Traditionally houses with large blocks of land in suburban areas were considered a good investment because it was argued that the value of the land was worth more than apartment blocks on small parcels of land. House and land would appreciate more over time, whereas owning an apartment only meant that your asset was worth only a particular percentage of the overall land value.
Professional property investors now believe that buying an off the plan apartment in an inner city suburb, where land may be at a premium, is a better investment option because ultimately your “land-to-asset ratio” will be higher than the land in a suburban area over time. Either way, whether you’re considering houses or apartments, one of the most important property investment tips is to always buy in areas of high demand and with a relatively short supply of land such as inner city locations.
Apartments Outperforming Houses
Property commentators such as John McGrath have recently pointed to an interesting trend in which there is a steady increase in appreciation of prices of apartments over houses[i]. As a growing phenomenon over the past 10 years, apartments are supplanting the traditional “quarter acre suburban block” dream of property ownership, and are being seen as more affordable and convenient options. If looked at on a 5-year basis, apartment prices have grown an average of 7.4%, with house prices growing at an average of 7.1%. Analysts believe there are several significant factors driving this growth, including:
- The increasing affordability of new and off the plan apartments when compared with houses, with some commentators suggesting that median apartment prices can be almost 30% cheaper in major capital cities than comparable houses[ii].
- A changing demographic, with more 1 and 2 person households predicted to reach record numbers over the coming years – the Australian Bureau of Statistics states that smaller households will increase to almost 3 or 4 million people by 2026, up from 1.8 million people in 2001. Smaller households will require smaller homes, with inner city apartments near transport and amenities being high on the priority list.
It is also argued that rental yields will be higher for inner city apartments than houses – currently stated at 4.8% annually for apartments and 4% for houses – because they are normally built in highly desirable locations, near to transport, shopping, entertainment and educational facilities. Ultimately these factors are really the keys to the comparisons between apartments and houses as investments, as prices for apartments in remote and rural locations do not reflect the overall trend in higher price appreciation or rental income.
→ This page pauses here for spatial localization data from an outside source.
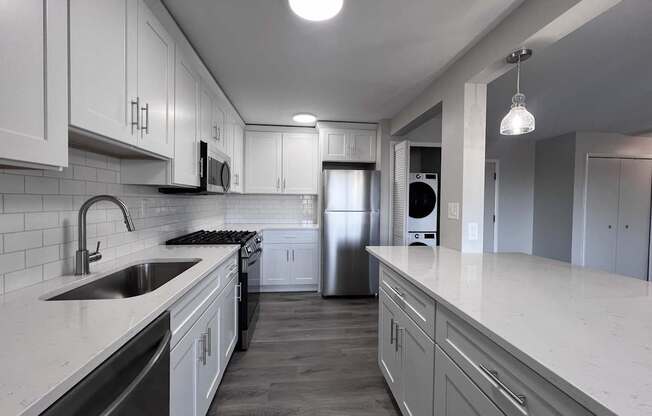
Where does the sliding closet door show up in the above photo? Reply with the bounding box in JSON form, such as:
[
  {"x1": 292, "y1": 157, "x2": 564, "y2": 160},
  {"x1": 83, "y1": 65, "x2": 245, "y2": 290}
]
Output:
[
  {"x1": 615, "y1": 159, "x2": 652, "y2": 280},
  {"x1": 585, "y1": 158, "x2": 621, "y2": 273}
]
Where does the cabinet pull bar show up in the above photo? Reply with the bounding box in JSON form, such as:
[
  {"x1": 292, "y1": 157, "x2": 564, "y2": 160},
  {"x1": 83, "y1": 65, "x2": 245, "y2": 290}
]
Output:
[
  {"x1": 390, "y1": 318, "x2": 394, "y2": 345},
  {"x1": 198, "y1": 335, "x2": 207, "y2": 365},
  {"x1": 236, "y1": 283, "x2": 242, "y2": 301},
  {"x1": 130, "y1": 98, "x2": 140, "y2": 134},
  {"x1": 292, "y1": 249, "x2": 295, "y2": 261},
  {"x1": 394, "y1": 323, "x2": 400, "y2": 352},
  {"x1": 479, "y1": 364, "x2": 527, "y2": 409},
  {"x1": 206, "y1": 328, "x2": 212, "y2": 356},
  {"x1": 141, "y1": 103, "x2": 149, "y2": 137},
  {"x1": 287, "y1": 249, "x2": 289, "y2": 262}
]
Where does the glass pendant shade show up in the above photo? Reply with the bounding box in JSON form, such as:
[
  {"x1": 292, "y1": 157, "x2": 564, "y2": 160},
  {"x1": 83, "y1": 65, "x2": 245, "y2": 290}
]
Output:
[{"x1": 500, "y1": 93, "x2": 535, "y2": 135}]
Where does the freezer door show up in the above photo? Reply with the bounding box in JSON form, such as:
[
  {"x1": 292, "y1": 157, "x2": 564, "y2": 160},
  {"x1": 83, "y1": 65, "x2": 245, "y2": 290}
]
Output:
[
  {"x1": 323, "y1": 170, "x2": 380, "y2": 212},
  {"x1": 322, "y1": 211, "x2": 380, "y2": 296}
]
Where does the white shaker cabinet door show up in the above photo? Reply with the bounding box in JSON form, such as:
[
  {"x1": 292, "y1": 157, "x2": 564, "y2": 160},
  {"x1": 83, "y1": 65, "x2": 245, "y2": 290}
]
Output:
[
  {"x1": 213, "y1": 104, "x2": 226, "y2": 154},
  {"x1": 69, "y1": 0, "x2": 138, "y2": 147},
  {"x1": 349, "y1": 130, "x2": 376, "y2": 162},
  {"x1": 282, "y1": 133, "x2": 318, "y2": 194},
  {"x1": 199, "y1": 88, "x2": 215, "y2": 147},
  {"x1": 321, "y1": 131, "x2": 348, "y2": 161},
  {"x1": 245, "y1": 131, "x2": 282, "y2": 194},
  {"x1": 219, "y1": 277, "x2": 238, "y2": 374},
  {"x1": 378, "y1": 290, "x2": 402, "y2": 399},
  {"x1": 585, "y1": 158, "x2": 621, "y2": 273},
  {"x1": 434, "y1": 346, "x2": 505, "y2": 416},
  {"x1": 616, "y1": 159, "x2": 652, "y2": 279},
  {"x1": 137, "y1": 1, "x2": 174, "y2": 158},
  {"x1": 289, "y1": 243, "x2": 318, "y2": 284},
  {"x1": 0, "y1": 0, "x2": 67, "y2": 168},
  {"x1": 173, "y1": 53, "x2": 200, "y2": 187},
  {"x1": 399, "y1": 312, "x2": 434, "y2": 416},
  {"x1": 262, "y1": 245, "x2": 291, "y2": 285}
]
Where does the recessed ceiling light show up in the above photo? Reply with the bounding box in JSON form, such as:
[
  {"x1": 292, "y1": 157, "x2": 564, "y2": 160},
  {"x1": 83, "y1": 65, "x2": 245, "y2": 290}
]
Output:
[
  {"x1": 293, "y1": 113, "x2": 317, "y2": 124},
  {"x1": 288, "y1": 0, "x2": 343, "y2": 22}
]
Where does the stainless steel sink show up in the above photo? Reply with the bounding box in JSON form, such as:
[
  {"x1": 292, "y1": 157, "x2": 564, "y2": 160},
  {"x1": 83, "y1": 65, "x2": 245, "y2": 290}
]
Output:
[{"x1": 47, "y1": 260, "x2": 200, "y2": 301}]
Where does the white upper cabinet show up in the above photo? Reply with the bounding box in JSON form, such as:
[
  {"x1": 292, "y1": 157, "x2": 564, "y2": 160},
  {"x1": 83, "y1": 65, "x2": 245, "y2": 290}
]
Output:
[
  {"x1": 69, "y1": 0, "x2": 138, "y2": 148},
  {"x1": 321, "y1": 128, "x2": 377, "y2": 163},
  {"x1": 213, "y1": 103, "x2": 226, "y2": 154},
  {"x1": 199, "y1": 86, "x2": 225, "y2": 154},
  {"x1": 282, "y1": 133, "x2": 319, "y2": 194},
  {"x1": 0, "y1": 0, "x2": 68, "y2": 169},
  {"x1": 245, "y1": 130, "x2": 319, "y2": 194},
  {"x1": 245, "y1": 131, "x2": 283, "y2": 194},
  {"x1": 172, "y1": 51, "x2": 200, "y2": 187},
  {"x1": 136, "y1": 1, "x2": 175, "y2": 158},
  {"x1": 230, "y1": 123, "x2": 245, "y2": 193}
]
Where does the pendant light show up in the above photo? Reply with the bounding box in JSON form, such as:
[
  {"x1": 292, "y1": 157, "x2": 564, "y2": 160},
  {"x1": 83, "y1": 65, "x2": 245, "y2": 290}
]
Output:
[{"x1": 500, "y1": 48, "x2": 535, "y2": 136}]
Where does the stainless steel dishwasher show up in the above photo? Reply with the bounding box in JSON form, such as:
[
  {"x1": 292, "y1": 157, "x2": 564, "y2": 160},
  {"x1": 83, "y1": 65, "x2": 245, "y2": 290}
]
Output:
[{"x1": 41, "y1": 311, "x2": 170, "y2": 416}]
In terms of a long term strategy of investing in property this is great news for first time investors and those looking to build a property portfolio. New developments built within the major centres of Sydney, Melbourne, Perth, Adelaide and Brisbane will become the sort-after property of the future, both for those looking to purchase and for people looking to rent. Finding the right apartment can mean taking advantage of the changing nature of Australia’s demographics and our increasing desire to be “close to the action”.